The D.C. Circuit took remarkable measures to conceal the identity of the lawyers in the case and the identity of the state-owned company, closing an entire courthouse floor in downtown Washington for oral arguments in December. Circuit judges Thomas Griffith, David Tatel and Stephen Williams heard the case. For more than an hour, a U.S. marshal declined to let reporters pass through the hall.

In a redacted opinion that referred to the company’s owner only as “Country A,” the D.C. Circuit rejected arguments that the corporation could not be forced to comply with a subpoena under the Foreign Sovereign Immunities Act, a law that shields foreign governments and state-owned companies from lawsuits under certain circumstances.

The panel, upholding a ruling by Chief Judge Beryl Howell of the U.S. District Court for the District of Columbia found that, even if the immunities law applies to criminal proceedings—a point the government disputed—the corporation would still be required to comply with the subpoena because it falls under an exception for commercial activities.
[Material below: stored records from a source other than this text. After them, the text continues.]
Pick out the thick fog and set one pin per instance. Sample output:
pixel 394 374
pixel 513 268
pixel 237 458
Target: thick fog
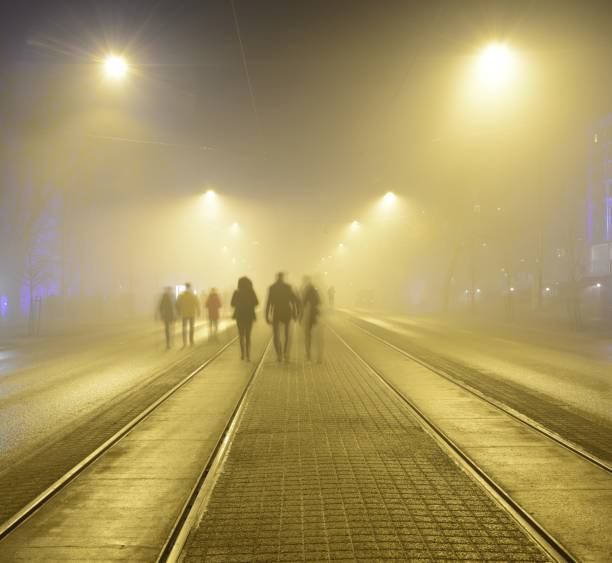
pixel 207 163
Howell is presiding over Mueller-related subpoena fights.

The D.C. Circuit described the issue of criminal immunities for state-owned corporations as “unsettled,” noting the “paucity” of cases on the subject. “From that paucity,” the panel said, “the corporation would have us infer that such corporations are universally understood to possess absolute immunity, but that notion strikes us as highly speculative. An equally likely explanation for the absence of cases is that most companies served with subpoenas simply comply without objection.”

The company is being fined $50,000 daily for noncompliance with the subpoena. Prosecutors had asked Howell to impose a $10,000 daily fine. The U.S. Supreme Court last month restored the compliance order, rejecting a push from the company’s lawyers to keep a freeze on the subpoena.
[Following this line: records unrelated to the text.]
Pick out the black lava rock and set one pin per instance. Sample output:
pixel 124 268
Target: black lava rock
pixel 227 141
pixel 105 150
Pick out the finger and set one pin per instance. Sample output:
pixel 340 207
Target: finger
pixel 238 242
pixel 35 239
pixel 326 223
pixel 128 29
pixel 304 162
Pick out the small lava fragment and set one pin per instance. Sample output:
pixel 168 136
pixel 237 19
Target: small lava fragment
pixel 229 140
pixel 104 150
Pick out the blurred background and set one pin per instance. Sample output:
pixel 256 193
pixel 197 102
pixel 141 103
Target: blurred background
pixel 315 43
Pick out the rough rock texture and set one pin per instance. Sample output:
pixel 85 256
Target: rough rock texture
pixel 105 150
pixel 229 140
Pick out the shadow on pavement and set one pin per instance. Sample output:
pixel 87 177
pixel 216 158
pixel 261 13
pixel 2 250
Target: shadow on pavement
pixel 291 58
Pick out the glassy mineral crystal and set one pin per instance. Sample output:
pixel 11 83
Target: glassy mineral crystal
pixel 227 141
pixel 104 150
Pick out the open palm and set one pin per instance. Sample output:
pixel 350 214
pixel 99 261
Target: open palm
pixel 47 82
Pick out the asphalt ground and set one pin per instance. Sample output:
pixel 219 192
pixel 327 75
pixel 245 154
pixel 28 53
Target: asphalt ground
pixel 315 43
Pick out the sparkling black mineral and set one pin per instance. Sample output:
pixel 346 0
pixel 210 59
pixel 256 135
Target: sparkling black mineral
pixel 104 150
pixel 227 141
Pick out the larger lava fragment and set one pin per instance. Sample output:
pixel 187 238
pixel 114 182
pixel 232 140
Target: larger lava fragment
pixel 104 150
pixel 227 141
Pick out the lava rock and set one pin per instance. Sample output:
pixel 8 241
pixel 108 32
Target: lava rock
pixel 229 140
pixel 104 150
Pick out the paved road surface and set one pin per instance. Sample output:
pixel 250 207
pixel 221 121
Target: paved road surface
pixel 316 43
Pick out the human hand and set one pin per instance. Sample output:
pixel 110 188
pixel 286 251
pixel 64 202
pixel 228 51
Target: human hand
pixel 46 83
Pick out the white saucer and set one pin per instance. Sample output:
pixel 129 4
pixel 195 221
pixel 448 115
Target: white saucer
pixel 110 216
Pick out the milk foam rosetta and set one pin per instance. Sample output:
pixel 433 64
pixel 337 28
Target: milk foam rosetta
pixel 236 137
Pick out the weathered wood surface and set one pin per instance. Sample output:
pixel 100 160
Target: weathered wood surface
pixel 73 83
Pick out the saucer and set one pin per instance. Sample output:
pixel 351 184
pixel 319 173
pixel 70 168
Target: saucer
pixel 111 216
The D.C. Circuit’s decision could come into play, particularly in investigations into money laundering and sanctions violations. In the area of sanctions enforcement, Dechert counsel Sean Kane said there have long been questions about whether foreign entities can be forced to comply even with administrative subpoenas issued by the Treasury Department’s Office of Foreign Assets Control.

Kane, a former assistant director for policy at OFAC, said the D.C. Circuit ruling “removes one argument from the quiver, if you’re a state-owned enterprise.”

Joon Kim, a Cleary Gottlieb Steen & Hamilton partner and former acting U.S. attorney for the Southern District of New York, said the decision could give prosecutors more leverage when they subpoena state-owned foreign corporations.

“There are regions in the world with many partially or fully state-owned companies engaged in commercial business,” Kim said. “To the extent these state-owned enterprises in these countries thought there was a question or uncertainty about whether or not they could be subject to the criminal process in the U.S., this decision, at least, says they are.”

Kim said prosecutors in the past might not have been inclined to litigate a foreign, state-owned company’s claims to immunity to a grand jury subpoena. “Now, prosecutors would be more likely to press, since they have a circuit court decision that they can point at to compel compliance or use in any litigation over the issue,” he said.